When splitting by words, you can ensure that splits respect sentence boundaries:

from haystack import Document
from haystack_integrations.components.preprocessors.hanlp import ChineseDocumentSplitter

doc = Document(content=
    "这是第一句话,这是第二句话,这是第三句话。"
    "这是第四句话,这是第五句话,这是第六句话!"
    "这是第七句话,这是第八句话,这是第九句话?"
)

splitter = ChineseDocumentSplitter(
    split_by="word",
    split_length=10,
    split_overlap=3,
    respect_sentence_boundary=True
)
splitter.warm_up()
result = splitter.run(documents=[doc])

Custom Splitting Functions

You can also use custom splitting functions for specialized text processing:

from haystack import Document
from haystack_integrations.components.preprocessors.hanlp import ChineseDocumentSplitter

def custom_chinese_split(text: str) -> list[str]:
    return text.split("。")

doc = Document(content="这是第一句话。这是第二句话。这是第三句话。")

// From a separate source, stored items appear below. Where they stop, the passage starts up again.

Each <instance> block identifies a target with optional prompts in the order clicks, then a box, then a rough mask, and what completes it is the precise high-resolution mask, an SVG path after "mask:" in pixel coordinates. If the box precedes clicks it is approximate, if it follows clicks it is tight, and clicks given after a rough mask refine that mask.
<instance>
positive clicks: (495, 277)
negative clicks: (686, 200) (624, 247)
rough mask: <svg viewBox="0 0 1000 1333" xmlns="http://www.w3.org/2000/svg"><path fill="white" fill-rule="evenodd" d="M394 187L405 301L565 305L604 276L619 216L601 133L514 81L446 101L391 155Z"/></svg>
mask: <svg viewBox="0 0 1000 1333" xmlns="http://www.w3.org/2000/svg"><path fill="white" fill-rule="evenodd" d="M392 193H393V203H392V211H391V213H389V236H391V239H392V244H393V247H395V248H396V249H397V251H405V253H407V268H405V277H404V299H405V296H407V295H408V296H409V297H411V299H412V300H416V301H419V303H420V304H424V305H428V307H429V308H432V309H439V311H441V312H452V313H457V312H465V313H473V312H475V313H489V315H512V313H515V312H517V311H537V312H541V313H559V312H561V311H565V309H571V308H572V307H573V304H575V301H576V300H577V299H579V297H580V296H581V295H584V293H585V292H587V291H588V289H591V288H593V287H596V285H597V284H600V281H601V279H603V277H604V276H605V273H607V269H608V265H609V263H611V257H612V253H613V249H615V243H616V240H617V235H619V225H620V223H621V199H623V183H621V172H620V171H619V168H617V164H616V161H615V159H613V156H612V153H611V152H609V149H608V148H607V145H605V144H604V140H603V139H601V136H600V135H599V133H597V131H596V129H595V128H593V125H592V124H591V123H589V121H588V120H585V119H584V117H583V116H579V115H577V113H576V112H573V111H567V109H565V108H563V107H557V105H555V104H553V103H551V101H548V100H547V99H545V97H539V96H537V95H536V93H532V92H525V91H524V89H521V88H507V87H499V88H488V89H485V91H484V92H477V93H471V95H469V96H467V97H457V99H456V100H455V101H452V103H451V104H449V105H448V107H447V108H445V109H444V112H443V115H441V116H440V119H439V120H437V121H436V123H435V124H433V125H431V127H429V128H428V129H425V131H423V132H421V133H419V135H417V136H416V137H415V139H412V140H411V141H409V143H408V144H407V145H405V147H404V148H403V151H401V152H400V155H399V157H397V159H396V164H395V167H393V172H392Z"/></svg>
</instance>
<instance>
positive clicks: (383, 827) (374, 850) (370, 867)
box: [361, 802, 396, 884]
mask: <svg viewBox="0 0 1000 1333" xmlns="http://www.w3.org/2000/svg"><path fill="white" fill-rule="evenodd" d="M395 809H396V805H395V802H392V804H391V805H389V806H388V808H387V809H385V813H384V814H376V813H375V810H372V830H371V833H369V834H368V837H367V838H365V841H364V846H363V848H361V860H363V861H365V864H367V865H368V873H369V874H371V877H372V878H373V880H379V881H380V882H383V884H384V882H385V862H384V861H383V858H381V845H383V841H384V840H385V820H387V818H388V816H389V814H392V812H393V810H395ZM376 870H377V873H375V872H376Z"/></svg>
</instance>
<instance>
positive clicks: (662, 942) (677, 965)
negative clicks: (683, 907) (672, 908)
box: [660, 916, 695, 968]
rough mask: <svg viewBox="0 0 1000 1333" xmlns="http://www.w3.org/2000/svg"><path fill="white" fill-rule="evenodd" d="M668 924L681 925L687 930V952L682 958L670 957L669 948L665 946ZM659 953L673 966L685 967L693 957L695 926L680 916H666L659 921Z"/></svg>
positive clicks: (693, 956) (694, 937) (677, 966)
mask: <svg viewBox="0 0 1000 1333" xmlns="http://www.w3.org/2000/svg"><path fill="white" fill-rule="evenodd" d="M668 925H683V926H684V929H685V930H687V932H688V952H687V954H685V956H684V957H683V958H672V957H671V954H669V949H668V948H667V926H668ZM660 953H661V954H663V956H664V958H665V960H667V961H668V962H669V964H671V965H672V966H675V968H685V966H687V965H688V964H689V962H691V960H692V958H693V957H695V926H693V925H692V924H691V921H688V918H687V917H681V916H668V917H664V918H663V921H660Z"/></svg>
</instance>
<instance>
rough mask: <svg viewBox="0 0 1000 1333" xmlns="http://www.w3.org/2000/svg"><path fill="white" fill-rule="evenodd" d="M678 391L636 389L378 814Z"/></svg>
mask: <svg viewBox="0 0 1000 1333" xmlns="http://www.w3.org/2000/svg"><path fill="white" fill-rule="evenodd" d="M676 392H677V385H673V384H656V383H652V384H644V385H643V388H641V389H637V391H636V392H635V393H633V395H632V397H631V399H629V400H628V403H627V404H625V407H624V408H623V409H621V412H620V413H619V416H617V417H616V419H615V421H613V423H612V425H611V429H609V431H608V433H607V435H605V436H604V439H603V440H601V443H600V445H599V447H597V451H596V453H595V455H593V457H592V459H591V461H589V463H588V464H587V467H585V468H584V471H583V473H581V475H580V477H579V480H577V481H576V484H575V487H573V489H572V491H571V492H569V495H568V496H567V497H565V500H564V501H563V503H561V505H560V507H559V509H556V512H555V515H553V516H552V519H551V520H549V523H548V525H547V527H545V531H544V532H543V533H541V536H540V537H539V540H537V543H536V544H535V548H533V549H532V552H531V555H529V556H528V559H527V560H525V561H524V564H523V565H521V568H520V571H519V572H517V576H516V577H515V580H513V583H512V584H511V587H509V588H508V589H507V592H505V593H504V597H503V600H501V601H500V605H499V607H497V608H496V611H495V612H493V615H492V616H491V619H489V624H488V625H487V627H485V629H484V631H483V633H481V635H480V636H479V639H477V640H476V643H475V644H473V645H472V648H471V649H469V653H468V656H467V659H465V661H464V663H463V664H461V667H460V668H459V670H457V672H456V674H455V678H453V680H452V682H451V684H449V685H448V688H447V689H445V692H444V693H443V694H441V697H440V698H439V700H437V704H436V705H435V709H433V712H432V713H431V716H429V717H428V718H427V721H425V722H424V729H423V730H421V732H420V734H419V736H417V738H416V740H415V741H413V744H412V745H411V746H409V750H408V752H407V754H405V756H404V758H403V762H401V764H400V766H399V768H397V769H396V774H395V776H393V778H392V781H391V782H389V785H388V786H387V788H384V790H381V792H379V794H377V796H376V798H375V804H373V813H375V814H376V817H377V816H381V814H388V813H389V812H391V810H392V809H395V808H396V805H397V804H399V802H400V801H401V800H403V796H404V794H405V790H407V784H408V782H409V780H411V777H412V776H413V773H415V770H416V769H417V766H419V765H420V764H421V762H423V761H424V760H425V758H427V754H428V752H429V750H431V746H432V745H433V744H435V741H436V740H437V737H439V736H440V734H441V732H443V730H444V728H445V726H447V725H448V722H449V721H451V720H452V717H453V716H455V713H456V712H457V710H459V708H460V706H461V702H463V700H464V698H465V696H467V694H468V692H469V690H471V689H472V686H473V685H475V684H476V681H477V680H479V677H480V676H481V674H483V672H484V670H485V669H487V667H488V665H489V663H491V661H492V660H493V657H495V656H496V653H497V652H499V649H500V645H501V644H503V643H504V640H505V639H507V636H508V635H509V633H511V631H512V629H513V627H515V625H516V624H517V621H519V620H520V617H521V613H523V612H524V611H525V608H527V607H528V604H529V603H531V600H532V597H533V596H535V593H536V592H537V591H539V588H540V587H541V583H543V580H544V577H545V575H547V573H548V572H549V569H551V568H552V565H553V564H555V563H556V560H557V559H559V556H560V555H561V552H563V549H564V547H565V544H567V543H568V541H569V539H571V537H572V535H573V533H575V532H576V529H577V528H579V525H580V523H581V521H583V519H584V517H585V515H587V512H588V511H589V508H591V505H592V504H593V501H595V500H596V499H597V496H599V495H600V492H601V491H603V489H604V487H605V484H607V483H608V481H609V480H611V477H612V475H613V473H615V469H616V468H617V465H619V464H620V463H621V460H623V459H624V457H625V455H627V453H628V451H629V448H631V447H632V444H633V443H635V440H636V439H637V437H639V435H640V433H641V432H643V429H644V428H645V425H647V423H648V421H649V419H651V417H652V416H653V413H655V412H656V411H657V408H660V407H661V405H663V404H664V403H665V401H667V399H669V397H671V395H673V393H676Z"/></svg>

splitter = ChineseDocumentSplitter(
    split_by="function",
    splitting_function=custom_chinese_split
)
splitter.warm_up()
result = splitter.run(documents=[doc])

Integration with Haystack Pipelines

The ChineseDocumentSplitter integrates seamlessly with Haystack pipelines:

from haystack import Pipeline
from haystack.components.writers import DocumentWriter
from haystack.document_stores.in_memory import InMemoryDocumentStore
from haystack_integrations.components.preprocessors.hanlp import ChineseDocumentSplitter

document_store = InMemoryDocumentStore()

indexing_pipeline = Pipeline()
indexing_pipeline.add_component("splitter", ChineseDocumentSplitter(
    split_by="word",
    split_length=1000,
    split_overlap=200,
    respect_sentence_boundary=True
))
indexing_pipeline.add_component("writer", DocumentWriter(document_store=document_store))
indexing_pipeline.connect("splitter", "writer")

chinese_documents = [
    Document(content="这是第一个文档的内容。"),
    Document(content="这是第二个文档的内容。"),
]

indexing_pipeline.run({"splitter": {"documents": chinese_documents}})

License

hanlp-haystack is distributed under the terms of the Apache-2.0 license.